Der Rechtspfleger hat die beantragte Feststellung abgelehnt und der hiergegen seitens der Antragstellerin gerichteten sofortigen Beschwerde nicht abgeholfen. Er hat die Sache dem Senat zur Entscheidung vorgelegt.

Das zu Grunde liegende Hauptsacheverfahren ist inzwischen abgeschlossen. Das Landgericht hat den Streitwert auf 13.600 EUR festgesetzt.

II.

Die sofortige Beschwerde der Antragstellerin ist gemäß § 11 Abs. 2 S. 3 RVG, 104 Abs. 3 S. 1 ZPO, 11 Abs. 1 RPflG statthaft und auch ansonsten unbedenklich zulässig. Sie hat auch in der Sache selbst vollen Erfolg. Die Auffassung des Rechtspflegers ist rechtsirrig.
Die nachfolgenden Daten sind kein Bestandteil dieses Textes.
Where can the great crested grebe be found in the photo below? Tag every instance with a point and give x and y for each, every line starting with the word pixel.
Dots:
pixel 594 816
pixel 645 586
1. Entgegen der von ihm vertretenen Ansicht beschränkt sich der Anwendungsbereich des § 11 RVG nicht darauf, dass der Rechtsanwalt die Kostenfestsetzung gegen die (einstmals) von ihm vertretene Partei betreiben kann. Vielmehr steht auch dieser der Weg über § 11 RVG offen, den Vergütungsanspruch des Rechtsanwaltes bzw. dessen Honorarrechnung in einer schnellen und kostengünstigen Weise überprüfen zu lassen. Dabei ist der Antrag auf Feststellung dahingehend zu richten, dass dem Rechtsanwalt die von ihm berechnete Vergütung ganz oder teilweise nicht zusteht (OLG Nürnberg JurBüro 2006, 257; LAG Nürnberg JurBüro 1996, 263; Senat, Beschluss vom 30.12.1983 - 17 W 440/83 - = JurBüro 1984, 1356; Müller-Rabe, in: Gerold/Schmidt u.a., RVG, 21. Auf., § 11 Rnr. 260; Mayer, in: Mayer/Kroiß, RVG, 5. Aufl., § 11 Rnr. 58 f; Hansens/Braun/Schneider, Praxis des Vergütungsrechts, 2. Aufl., T 4 Rnr. 153; N. Schneider, in: Schneider/Wolf, RVG, 7. Aufl., § 11 Rnr. 169 ff; Hartung/Schons/Enders, RVG, 2. Aufl., § 11 Rnr. 39ff; Bischof/Jungbauer/Bräuer/Curkovic/Mathias/Uher, RVG, 4. Aufl., § 11 Rnr. 4, 8).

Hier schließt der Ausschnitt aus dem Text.